Con spazi così stretti (le due linee restavano incollate) sarebbe servito il miglior Lavezzi, che invece si è visto solo a tratti. Qualcosa di più ha fatto Hamsik, ma entrare in quel fortino così ben organizzato era davvero complicato. Nel primo tempo il Napoli è stato pericoloso in due occasioni. La prima quando Maggio ha bruciato sullo scatto Chivu (movimento che Ranieri temeva) e ha controllato in area un lungo cross da sinistra di Zuniga, il classico cambio gioco del Napoli: sul suo tiro, però, Castellazzi ha fatto una prodezza deviandolo in angolo. Altra occasione nitida poco dopo su spunto di Hamsik e tiro al volo, ma troppo centrale (e per questo parato da Castellazzi) di Aronica.

SNEIJDER DA ROSSO- Sulla partita ha pesato il rosso che Celi non ha sventolato sotto il naso del nervosissimo Sneijder per un fallo terribile su Gargano. Anche il giallo gli è rimasto in tasca, solo punizione. Era accaduto al 30′, poi l’olandese è stato ammonito per aver calciato in porta dopo un suo fischio. Una specie di riparazione, di Celi, all’errore precedente.

Ranieri si è reso conto del poco che l’Inter aveva fatto nel primo tempo, lasciando Milito in balìa della difesa napoletana, e a inizio ripresa si è presentato con Alvarez al posto di Obi. Ha ritoccato anche il modulo, passando al 4-3-2-1. Mentre l’Inter sembrava ritrovare una vena più creativa con i due rifinitori, il Napoli ha segnato. E’ stato per merito di un mastino che di ruolo fa il centravanti, ma che in una squadra sa fare tutto e soprattutto sa come si lotta: Edinson Cavani.

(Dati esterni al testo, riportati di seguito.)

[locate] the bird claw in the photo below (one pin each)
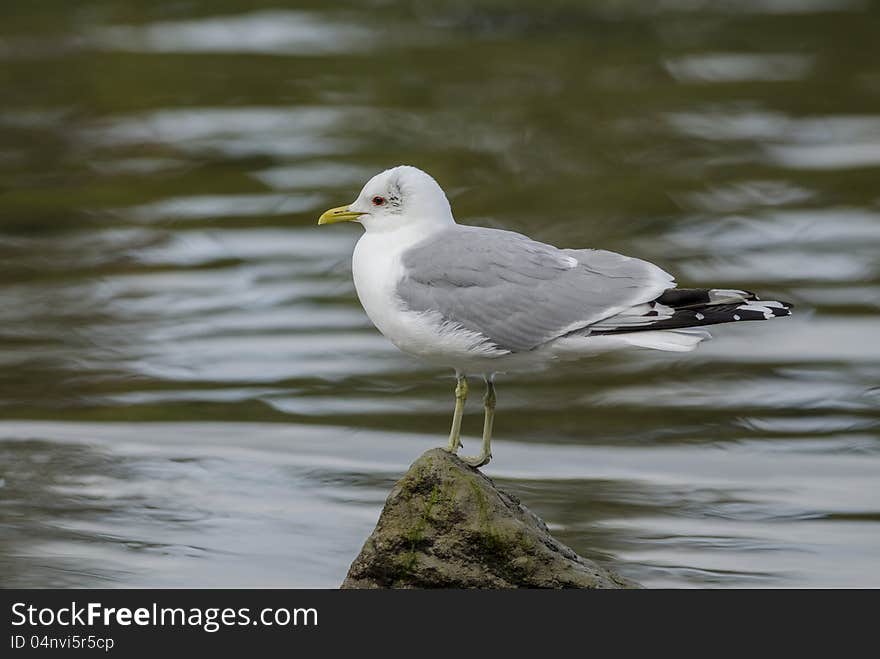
(477, 461)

L’uruguaiano ha sradicato la palla dai piedi di Thiago Motta (brutto errore: l’avrà visto Ancelotti?) a ridosso dell’area interista, è schizzato dentro e l’italo-brasiliano, per farsi perdonare…., l’ha steso. Cavani, che sentiva il peso dell’ultimo rigore sbagliato quattro giorni fa a Siena, se n’è liberato scaraventando in rete la palla dal dischetto.

ALTRO ERRORE DI CELI- L’Inter ha reagito in fretta e con un paio di sventole di Sneijder ha fatto paura a De Sanctis. Paura, e tanta, deve averne avuta Maggio quando ha steso in area Milito. Era rigore per tutti, ma non per l’arbitro di Campobasso che ha proseguito la sua serata di amnesie e omissioni. Sotto la spinta dell’Inter, il Napoli si è abbassato troppo. Mazzarri ha cercato di rivitalizzarlo con Pandev al posto di Lavezzi, ma serviva un intervento più massiccio per inaridire le fonti di Sneijder e Alvarez che, su assist stupendo dell’olandese, si è mangiato il gol del pareggio. Adesso però gli spazi si aprivano davanti all’attacco del Napoli che con due passaggi (Gargano e Cavani) ha messo Pandev nella condizione di segnare il gol dell’ex: mira sbagliata. Ranieri ha provato anche con Zarate al posto di Thiago Motta (farlo giocare, col pensiero rivolto a Parigi, forse è stato un errore) e col 4-2-3-1. Sneijder, più sereno rispetto al primo tempo, era diventato un pericolo serio ed è stato lui a condurre l’assedio finale dell’Inter. Nel suo momento di maggiore difficoltà, il Napoli ha trovato i suoi santi protettori, De Sanctis e Cavani. Il portiere, in una manciata di secondi e con due prodezze, ha tolto il gol a Zarate e Cambiasso, un gol che l’Inter alla fine avrebbe meritato e che invece ha portato di nuovo la firma di Edinson Cavani.